With the trade deadline in the books, the focus turns to the NBA buyout market. Nearly every year after the deadline, NBA players enter the free agency market by having their contracts bought out. Often, those players are veterans just acquired via trades at the deadline.
The process is straightforward; teams and players agree to the buyout terms and go on waivers. Once the player clears waivers 48 hours later, he is free to resume his career with the team of his choice.
An example of this was the Brooklyn Nets adding aging stars Blake Griffin and LaMarcus Aldridge last season. The Los Angeles Lakers did the same by signing Andre Drummond. However, general managers successfully navigated loopholes in the past. So the NBA instituted some restrictions on what teams are not eligible to sign bought-out players.
NBA buyout market restrictions began in 2005
When the league and the National Basketball Players Association negotiated an updated collective bargaining agreement in 2005, it included a significant change regarding the NBA buyout market.
At the trade deadline in February 2005, the Boston Celtics traded three players and the Lakers 2006 1st-round pick to the Atlanta Hawks to bring Antoine Walker back to New England. One of those players was future Hall of Famer Gary Payton.
But the rebuilding Hawks had no intention of keeping the 36-year-old. Instead, Atlanta bought out the remainder of his expiring contract. Payton was in the second year of the two-year, $10.3 million deal he signed with the Lakers in 2003.
After Payton cleared waivers, he returned to Boston for a prorated veteran’s minimum contract for $310,588. He missed two games before returning to his starting role as point guard for the third-seeded Celtics, who lost to the Indiana Pacers in a seven-game first-round series.
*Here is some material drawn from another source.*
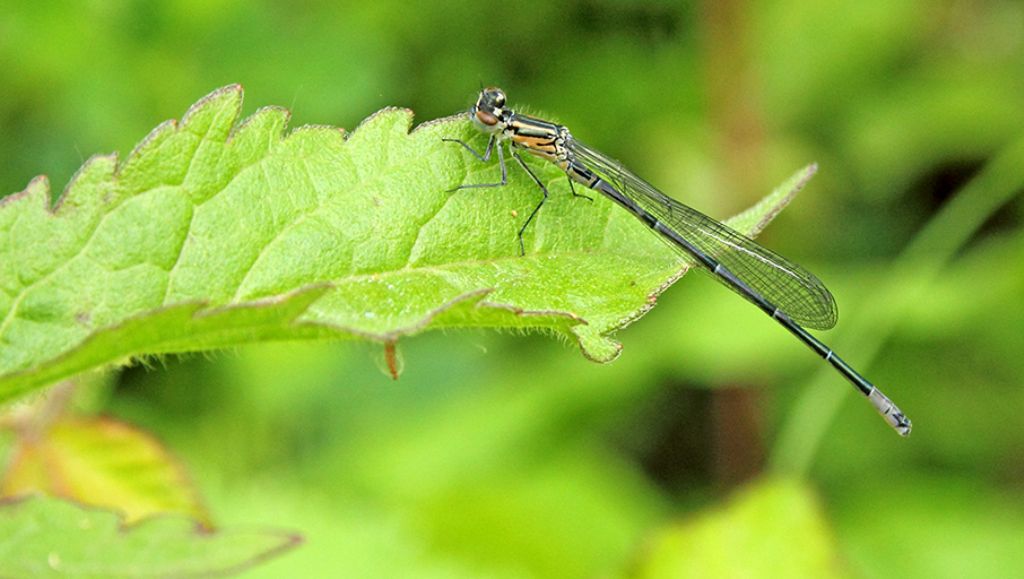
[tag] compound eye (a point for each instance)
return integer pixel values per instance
(486, 118)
According to Marc Stein of ESPN, the NBA closed the loophole in the new CBA. A player couldn’t return to the team that traded him for 30 days.
If a player spends time with another team, he must join a new squad before March 1 to be eligible for the playoffs. Informally known as the Gary Payton Rule, the policy closed the loophole.
Or so the NBA thought.
The Cleveland Cavaliers worked around the Gary Payton rule in 2010
In 2010, the Cleveland Cavaliers worked out a three-team trade to get LeBron James some help for the stretch run.
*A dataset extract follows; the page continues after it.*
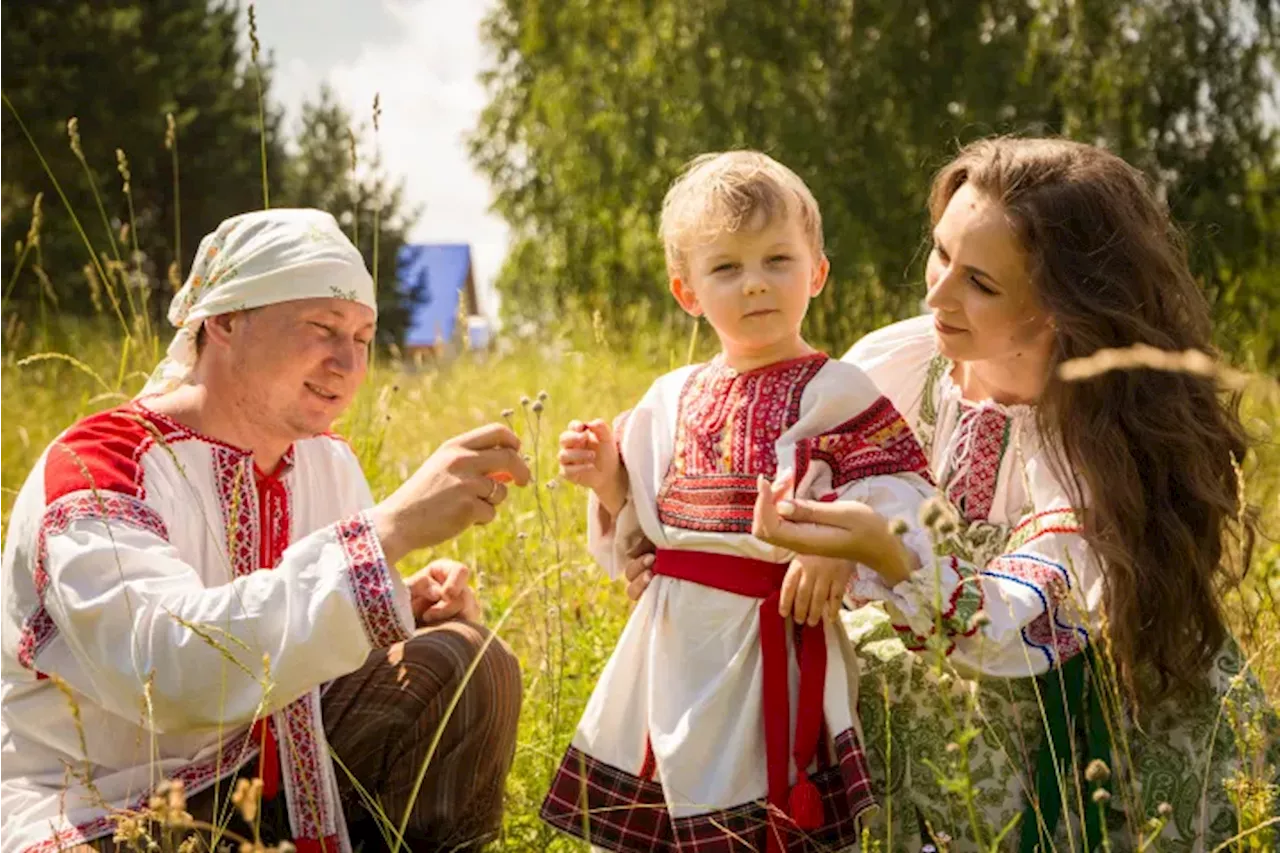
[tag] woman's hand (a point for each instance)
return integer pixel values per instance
(841, 529)
(814, 588)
Veteran center Zydrunas Ilgauskas moved to the Washington Wizards in the trade. Cleveland acquired former All-Star Antawn Jamison from the Wizards and got Sebastian Telfair from the Los Angeles Clippers.
Washington bought Ilgauskas out on Feb. 26, and 30 days later, the Lithuanian re-signed with the Cavs. The NBA told The Associated Press it would intercede to stop such an NBA buyout market move only if it found proof the Cavaliers and Wizards made a back-room agreement as part of the trade.
Not long after the kerfuffle, the rule involving waived players returning to the team that traded them changed again.
The current rule is unchanged since the Ilgauskas situation: A player is ineligible to return to the team that traded him for one year or until July 1 of the year his bought-out contract expired.
However, if the player is traded again before being bought out, that restriction only applies to the team that traded him last. A situation came up in 2017 that brought that particular provision to light.
The Golden State Warriors traded Andrew Bogut to the Dallas Mavericks to make room for Kevin Durant as a free agent. In February 2017, Dallas shipped the big Australian to the Philadelphia 76ers, who bought him out.
Many believed the Warriors couldn’t bring back Bogut. However, since the Mavericks traded him immediately before the buyout, the first overall pick in 2005 was eligible to return to Golden State.
He eventually signed with Cleveland, making the entire discussion moot.
How the NBA buyout market works
Because of the Jan. 10 contract guarantee date, any player waived after that date gets his full salary. The team and player agree to compensation in a buyout, and the player hits waivers.
When that player signs with a new team, the prorated salary comes off the amount owed by the team that released him.
It’s why the Nets were able to dip into the NBA buyout market to sign Griffin and Aldridge at rock-bottom prices. The Pistons and Spurs, respectively, were responsible for the bulk of the remaining salaries, and Brooklyn only paid the prorated minimum for the rest of the season.
For players on expiring contracts, it’s a simple process. The team eats the agreed-upon amount of the buyout, and everyone goes their merry way. If an additional year or years remain on the contract, teams use the stretch provision. That spreads the remaining money over the next five seasons for salary-cap purposes.
There are contingencies there, as well. A team can’t have more than 15% of the salary cap allocated to stretched contracts, per Larry Coon’s NBA Salary Cap FAQ.
Rumors about players hitting the NBA buyout market are already circulating. But as the advertisements always say in the fine print, some restrictions may apply.